# He's not talking to me



## Syzygy (Sep 13, 2013)

I know you've all probably heard this many times, so I appreciate your bearing with me. 

My husband and I were in danger of losing our house due to taxes and I asked my husband to take care of getting things straightened out and getting our house off the 'market.' He waited until the very last minute and we ended up losing our house. That house meant a great deal to me. I had it before he put his name on it and had lived there before he moved in. He doesn't want to talk about it. 

He has a lot of pride and never apologizes, never wants to talk about anything, and thinks I am 'accusing' him of something when I ask him a simple question. I am now at my parents' house and have been here for almost a week. I am trying to get some communication going between us via email and he has either given me one-liner emails or not responded at all.

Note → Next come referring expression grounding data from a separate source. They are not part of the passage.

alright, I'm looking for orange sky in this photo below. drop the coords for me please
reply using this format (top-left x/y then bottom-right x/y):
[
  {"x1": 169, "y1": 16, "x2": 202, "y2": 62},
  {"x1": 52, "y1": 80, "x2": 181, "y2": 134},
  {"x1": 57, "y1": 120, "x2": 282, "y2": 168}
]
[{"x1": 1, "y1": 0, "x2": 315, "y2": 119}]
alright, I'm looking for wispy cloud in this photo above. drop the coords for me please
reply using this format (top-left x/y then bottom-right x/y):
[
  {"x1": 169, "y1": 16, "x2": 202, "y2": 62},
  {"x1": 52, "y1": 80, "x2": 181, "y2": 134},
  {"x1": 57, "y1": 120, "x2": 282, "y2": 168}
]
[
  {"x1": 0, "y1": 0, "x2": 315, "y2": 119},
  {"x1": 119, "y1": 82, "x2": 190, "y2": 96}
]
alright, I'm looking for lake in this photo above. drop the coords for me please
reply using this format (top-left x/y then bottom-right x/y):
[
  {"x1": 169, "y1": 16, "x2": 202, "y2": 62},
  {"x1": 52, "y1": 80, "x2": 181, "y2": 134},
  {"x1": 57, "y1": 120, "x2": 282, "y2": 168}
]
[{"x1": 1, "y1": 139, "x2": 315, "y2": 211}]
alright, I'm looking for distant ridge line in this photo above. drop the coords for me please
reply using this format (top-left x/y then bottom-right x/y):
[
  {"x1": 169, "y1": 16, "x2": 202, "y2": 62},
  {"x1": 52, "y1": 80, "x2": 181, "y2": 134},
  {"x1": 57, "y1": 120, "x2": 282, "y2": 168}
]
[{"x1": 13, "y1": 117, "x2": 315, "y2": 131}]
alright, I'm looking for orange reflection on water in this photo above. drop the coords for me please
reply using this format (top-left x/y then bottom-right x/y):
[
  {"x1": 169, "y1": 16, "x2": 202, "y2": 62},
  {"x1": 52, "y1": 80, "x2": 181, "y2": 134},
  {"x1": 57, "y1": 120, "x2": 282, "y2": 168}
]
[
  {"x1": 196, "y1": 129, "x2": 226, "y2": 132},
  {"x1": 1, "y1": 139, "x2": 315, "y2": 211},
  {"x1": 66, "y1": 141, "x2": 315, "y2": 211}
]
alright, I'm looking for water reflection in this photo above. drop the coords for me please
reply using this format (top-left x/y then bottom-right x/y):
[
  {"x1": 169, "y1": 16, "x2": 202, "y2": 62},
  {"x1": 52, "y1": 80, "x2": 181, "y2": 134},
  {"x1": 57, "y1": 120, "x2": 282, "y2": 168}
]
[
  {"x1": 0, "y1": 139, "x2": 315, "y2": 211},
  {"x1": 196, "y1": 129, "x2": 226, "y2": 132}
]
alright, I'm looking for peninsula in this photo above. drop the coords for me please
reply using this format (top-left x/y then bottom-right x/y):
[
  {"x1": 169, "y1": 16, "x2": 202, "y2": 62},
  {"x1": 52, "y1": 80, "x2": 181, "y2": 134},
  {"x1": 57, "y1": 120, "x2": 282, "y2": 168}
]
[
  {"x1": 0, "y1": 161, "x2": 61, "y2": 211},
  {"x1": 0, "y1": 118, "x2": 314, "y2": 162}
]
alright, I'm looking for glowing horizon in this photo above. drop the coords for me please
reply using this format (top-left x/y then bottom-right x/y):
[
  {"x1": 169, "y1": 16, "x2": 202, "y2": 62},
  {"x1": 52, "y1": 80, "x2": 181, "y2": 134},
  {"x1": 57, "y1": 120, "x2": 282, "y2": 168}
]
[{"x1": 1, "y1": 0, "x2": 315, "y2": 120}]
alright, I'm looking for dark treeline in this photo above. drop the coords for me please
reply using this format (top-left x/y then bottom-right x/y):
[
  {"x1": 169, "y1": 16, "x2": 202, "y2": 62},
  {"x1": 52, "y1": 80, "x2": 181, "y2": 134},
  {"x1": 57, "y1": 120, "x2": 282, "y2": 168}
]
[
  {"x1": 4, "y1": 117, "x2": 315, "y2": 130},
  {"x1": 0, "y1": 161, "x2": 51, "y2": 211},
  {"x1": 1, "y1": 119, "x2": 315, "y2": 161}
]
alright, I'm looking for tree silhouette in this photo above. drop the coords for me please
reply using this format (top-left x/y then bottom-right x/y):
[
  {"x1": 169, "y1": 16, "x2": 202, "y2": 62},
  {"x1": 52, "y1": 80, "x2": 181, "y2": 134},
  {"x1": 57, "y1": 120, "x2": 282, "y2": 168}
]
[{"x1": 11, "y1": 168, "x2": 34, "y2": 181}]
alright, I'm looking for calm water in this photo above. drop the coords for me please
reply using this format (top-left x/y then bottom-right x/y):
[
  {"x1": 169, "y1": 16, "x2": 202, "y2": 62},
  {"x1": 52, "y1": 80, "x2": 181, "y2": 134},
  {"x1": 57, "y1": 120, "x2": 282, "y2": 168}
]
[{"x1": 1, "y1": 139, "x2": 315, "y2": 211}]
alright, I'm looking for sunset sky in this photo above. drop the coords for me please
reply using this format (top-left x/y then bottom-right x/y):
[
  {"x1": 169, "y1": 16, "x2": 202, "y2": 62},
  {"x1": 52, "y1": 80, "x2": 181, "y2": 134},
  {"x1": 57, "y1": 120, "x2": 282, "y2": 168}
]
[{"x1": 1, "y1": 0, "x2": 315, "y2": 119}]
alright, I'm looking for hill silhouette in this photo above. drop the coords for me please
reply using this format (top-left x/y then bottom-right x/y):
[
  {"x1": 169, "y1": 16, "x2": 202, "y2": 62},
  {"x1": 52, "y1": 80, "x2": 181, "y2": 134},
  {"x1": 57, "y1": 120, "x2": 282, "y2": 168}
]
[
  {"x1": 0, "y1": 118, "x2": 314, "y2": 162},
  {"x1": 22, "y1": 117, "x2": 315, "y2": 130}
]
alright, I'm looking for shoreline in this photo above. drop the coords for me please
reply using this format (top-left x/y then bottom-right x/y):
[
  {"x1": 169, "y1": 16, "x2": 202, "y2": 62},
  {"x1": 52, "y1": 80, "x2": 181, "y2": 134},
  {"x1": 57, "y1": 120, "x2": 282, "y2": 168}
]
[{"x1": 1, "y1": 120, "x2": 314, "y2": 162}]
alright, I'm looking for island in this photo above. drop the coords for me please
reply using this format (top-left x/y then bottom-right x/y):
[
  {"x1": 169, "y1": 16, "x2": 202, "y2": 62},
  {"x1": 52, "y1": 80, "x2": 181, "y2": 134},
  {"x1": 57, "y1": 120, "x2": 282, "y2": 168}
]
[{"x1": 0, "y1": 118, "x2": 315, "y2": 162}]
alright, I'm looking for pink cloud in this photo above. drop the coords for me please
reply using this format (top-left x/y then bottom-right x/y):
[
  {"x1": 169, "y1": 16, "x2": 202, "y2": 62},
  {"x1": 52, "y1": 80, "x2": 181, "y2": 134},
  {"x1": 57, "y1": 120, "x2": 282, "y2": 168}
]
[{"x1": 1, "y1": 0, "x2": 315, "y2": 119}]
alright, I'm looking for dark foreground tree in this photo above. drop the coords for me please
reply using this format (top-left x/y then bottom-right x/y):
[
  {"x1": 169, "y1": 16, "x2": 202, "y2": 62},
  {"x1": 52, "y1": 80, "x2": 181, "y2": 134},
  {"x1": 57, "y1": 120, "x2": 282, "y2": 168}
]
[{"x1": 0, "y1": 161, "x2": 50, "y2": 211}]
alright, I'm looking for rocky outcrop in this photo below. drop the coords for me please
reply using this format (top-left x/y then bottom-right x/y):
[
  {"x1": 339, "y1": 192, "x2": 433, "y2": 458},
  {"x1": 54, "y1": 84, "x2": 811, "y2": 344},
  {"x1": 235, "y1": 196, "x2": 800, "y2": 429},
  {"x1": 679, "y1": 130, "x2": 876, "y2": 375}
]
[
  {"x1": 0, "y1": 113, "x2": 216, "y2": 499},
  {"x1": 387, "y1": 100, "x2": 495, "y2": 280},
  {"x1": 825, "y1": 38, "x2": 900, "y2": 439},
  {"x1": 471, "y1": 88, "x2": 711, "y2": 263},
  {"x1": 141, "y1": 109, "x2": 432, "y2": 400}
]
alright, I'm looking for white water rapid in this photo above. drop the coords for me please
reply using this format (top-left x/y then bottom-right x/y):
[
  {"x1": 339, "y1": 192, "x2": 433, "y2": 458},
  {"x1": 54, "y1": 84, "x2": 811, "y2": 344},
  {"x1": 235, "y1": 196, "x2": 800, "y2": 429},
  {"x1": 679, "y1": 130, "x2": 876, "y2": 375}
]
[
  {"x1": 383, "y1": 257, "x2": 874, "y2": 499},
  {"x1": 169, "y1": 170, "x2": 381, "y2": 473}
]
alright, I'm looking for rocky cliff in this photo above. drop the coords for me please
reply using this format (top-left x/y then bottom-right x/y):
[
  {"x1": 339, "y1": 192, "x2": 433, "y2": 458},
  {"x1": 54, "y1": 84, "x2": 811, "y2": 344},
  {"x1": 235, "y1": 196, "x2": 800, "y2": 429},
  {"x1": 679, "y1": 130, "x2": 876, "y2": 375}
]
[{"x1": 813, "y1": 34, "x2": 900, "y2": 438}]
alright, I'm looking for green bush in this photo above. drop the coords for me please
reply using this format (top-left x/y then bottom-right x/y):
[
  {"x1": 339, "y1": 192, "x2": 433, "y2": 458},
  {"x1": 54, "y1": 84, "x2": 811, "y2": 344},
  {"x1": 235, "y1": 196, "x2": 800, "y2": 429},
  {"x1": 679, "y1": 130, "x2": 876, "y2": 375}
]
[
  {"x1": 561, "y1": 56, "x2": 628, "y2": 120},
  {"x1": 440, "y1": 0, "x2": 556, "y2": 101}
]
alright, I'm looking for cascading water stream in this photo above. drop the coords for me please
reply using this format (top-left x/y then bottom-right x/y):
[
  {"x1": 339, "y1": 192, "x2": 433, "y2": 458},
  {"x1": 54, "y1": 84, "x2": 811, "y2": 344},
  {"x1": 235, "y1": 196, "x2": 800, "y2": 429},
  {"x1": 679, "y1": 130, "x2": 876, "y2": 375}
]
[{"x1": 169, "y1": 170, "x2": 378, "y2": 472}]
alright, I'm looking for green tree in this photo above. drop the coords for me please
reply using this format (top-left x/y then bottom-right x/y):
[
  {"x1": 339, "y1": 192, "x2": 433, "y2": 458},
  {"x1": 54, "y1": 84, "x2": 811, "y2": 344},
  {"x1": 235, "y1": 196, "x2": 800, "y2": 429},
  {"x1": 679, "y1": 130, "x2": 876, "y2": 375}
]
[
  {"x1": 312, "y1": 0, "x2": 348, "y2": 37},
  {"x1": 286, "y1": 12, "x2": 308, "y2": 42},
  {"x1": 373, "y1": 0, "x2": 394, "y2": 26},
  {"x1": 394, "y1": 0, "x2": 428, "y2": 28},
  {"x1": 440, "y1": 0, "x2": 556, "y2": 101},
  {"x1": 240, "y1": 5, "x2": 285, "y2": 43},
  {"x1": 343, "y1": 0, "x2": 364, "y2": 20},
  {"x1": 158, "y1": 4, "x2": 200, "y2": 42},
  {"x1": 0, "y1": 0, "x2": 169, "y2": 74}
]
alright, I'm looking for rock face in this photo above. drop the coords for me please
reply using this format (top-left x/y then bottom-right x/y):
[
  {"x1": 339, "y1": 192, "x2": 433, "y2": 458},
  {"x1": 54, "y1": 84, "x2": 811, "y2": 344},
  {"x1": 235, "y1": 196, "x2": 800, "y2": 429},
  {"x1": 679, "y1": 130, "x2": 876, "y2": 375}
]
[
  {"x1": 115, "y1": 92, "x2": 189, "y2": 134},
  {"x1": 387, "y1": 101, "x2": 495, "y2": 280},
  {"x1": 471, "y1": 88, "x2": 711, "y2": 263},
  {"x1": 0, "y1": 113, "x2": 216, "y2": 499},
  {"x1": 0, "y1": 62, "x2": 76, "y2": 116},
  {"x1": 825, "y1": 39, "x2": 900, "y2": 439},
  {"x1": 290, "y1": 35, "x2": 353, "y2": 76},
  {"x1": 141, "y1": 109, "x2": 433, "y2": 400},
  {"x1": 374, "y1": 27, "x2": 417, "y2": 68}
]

I know I do things that bother him. I am all for marriage counselling, open communication, compromise, and anything necessary to make the marriage work to our mutual satisfaction. I am rather disappointed that he has not made more of an effort to talk with me. It seems that he thinks I'm going to go back home and drop the subject. We've been dealing with these kinds of issues for some time and I have always forgiven him and given him the benefit of the doubt (bad day, whatever). I wanted to talk about the issue with the house and he wanted to do a radio show with his friends. I asked him if his marriage was more important than a radio show and he refused to answer. I pressed him and he finally said, 'no.' I left for my parents' house that night.

I would actually have reacted differently if he had said that it WAS more important, but needed to do the show and would talk with me right after he was done.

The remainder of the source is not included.